There are hundreds of families in Piang Luang who either cannot afford to send their children to the local Thai government-run school, or cannot gain the proper registration to make them eligible.

No.10 - 7/2007
14 July 2007
General

Shan children’s schools
By Christa Thorpe

 
There are hundreds of families in Piang Luang who either cannot afford to send their children to the local Thai government-run school, or cannot gain the proper registration to make them eligible.
 
The Shan community has made this a concern and taken a difficult step in the right direction by building schools where these children, from age two and a half through primary school can learn and stay for eight hours each day while their parents work.
 
The Tambon Administrative Organization (TAO) helps provide half of the funding needed, for the dedicated teachers' salaries, but the schools desperately lack educational resources. 
 
Lakteang_studentsApparently it is simply because they are not allowed to register as legitimate schools in Thailand (according to government policies) that they are not provided with important educational resources.
 
At one school, there were 273 preschool aged children.
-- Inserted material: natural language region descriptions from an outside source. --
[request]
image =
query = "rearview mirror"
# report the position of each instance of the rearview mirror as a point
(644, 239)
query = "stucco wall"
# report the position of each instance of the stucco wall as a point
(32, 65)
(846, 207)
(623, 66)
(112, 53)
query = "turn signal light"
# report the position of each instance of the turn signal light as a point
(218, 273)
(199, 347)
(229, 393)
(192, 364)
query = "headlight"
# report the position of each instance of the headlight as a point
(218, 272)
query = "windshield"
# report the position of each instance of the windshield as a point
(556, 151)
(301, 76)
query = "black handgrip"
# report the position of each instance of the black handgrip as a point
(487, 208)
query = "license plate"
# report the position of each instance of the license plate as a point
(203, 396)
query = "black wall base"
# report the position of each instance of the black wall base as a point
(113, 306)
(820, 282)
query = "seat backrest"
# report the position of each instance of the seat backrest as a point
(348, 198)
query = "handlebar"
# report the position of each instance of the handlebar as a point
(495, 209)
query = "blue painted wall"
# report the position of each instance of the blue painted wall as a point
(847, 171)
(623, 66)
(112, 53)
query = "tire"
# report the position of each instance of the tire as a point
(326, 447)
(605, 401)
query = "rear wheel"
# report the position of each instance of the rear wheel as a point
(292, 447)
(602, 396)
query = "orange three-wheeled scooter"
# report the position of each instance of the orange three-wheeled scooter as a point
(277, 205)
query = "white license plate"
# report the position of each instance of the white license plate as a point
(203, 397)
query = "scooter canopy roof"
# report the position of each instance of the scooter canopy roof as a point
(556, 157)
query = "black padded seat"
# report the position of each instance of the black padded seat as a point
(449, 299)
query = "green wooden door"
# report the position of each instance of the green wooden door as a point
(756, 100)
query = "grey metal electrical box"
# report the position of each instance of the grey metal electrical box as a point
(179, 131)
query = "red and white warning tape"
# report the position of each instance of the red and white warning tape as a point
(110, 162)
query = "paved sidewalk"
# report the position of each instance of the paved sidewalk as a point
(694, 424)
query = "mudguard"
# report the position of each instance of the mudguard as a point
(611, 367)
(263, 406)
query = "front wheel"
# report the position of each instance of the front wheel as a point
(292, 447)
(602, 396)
Their paths are already marked out for them­a rocky and nearly impassable trek searching for equal education, but this basic right is not easily attainable for the young Shan, and they are hugely disadvantaged next to their Thai counterparts.
 
Furthermore, since the Shan have not been allotted refugee status, they are not eligible to receive at least an amount of aid that supports refugee schooling.
 
Instead, some of the Shan working to help these schools have referred to the disadvantaged families as citizens of no country, for Burma at this point certainly will not have them back, and Thailand will not legitimize the education that their teachers are trying hard to give them now. Because of this, the children may never be able to receive an official primary certificate and will therefore not be able to enter institutions of higher education.
 
What will the next step be, and will Thailand be able to do a better job at recognizing education as a basic human right even for non-citizens, unlike the government of their neighbor Burma who is utterly failing in this regard when it comes to ethnic minorities?